Le risque, induit par la DPC, serait de demander à la formation initiale de renforcer l’ensemble des axes et des besoins des nouveaux enseignants, dont le PACTE a besoin, dans un temps de formation trop court et avec des moyens réduits, ce qui conduirait indubitablement à une formation trop généraliste et superficielle.

Les études montrent que la majorité des enseignants débutants qui quittent la carrière, le font par manque de formation et de préparation à la gestion de classes hétérogènes (étude Saint Louis). Une formation qui ne se préoccuperait pas du coeur du métier d’enseignant qui est d’accompagner tous les enfants pour les amener le plus loin possible ne pourrait que conduire à l’accentuation de la pénurie et à une diminution de la qualité de l’encadrement pensé par le PACTE.

Enfin, il y a le bouquet final … Que vont coûter toutes ces mesures. Si l’on connait la trajectoire budgétaire du Pacte (qui repose en grande partie sur le tronc commun) nous n’ignorons pas les difficultés que connait la Fédération Wallonie-Bruxelles en matière de finances.

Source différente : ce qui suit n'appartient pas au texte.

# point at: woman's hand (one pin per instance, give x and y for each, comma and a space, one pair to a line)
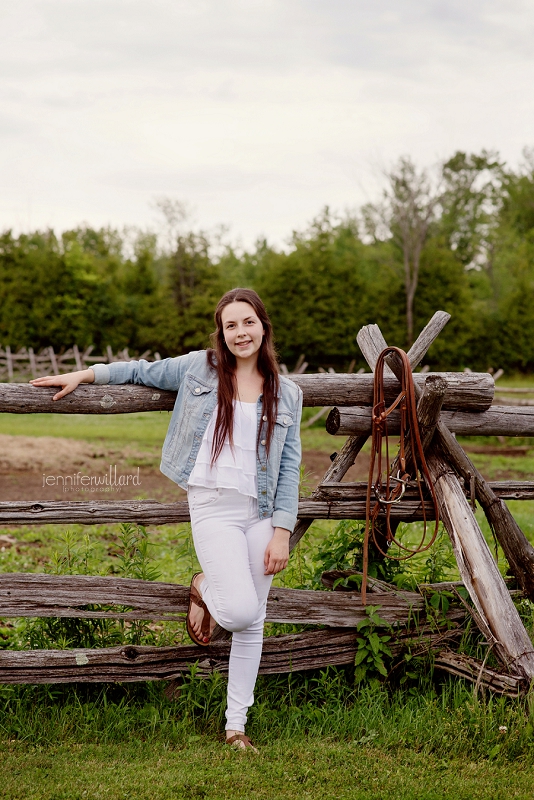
69, 382
277, 552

Aucune mesure proposée par le Gouvernement n’est chiffrée.

Comment seront-elles financées ? La Déclaration est particulièrement muette. Nous l’avons déjà dit et nous le redirons probablement encore, sans une politique de refinancement, l’enseignement (et plus particulièrement l’enseignement secondaire) risque de payer dans quelques années les frais des politiques actuelles. Que les politiques n’agissent pas pour cette matière comme ils le font pour le climat. N’attendons pas qu’il soit trop tard.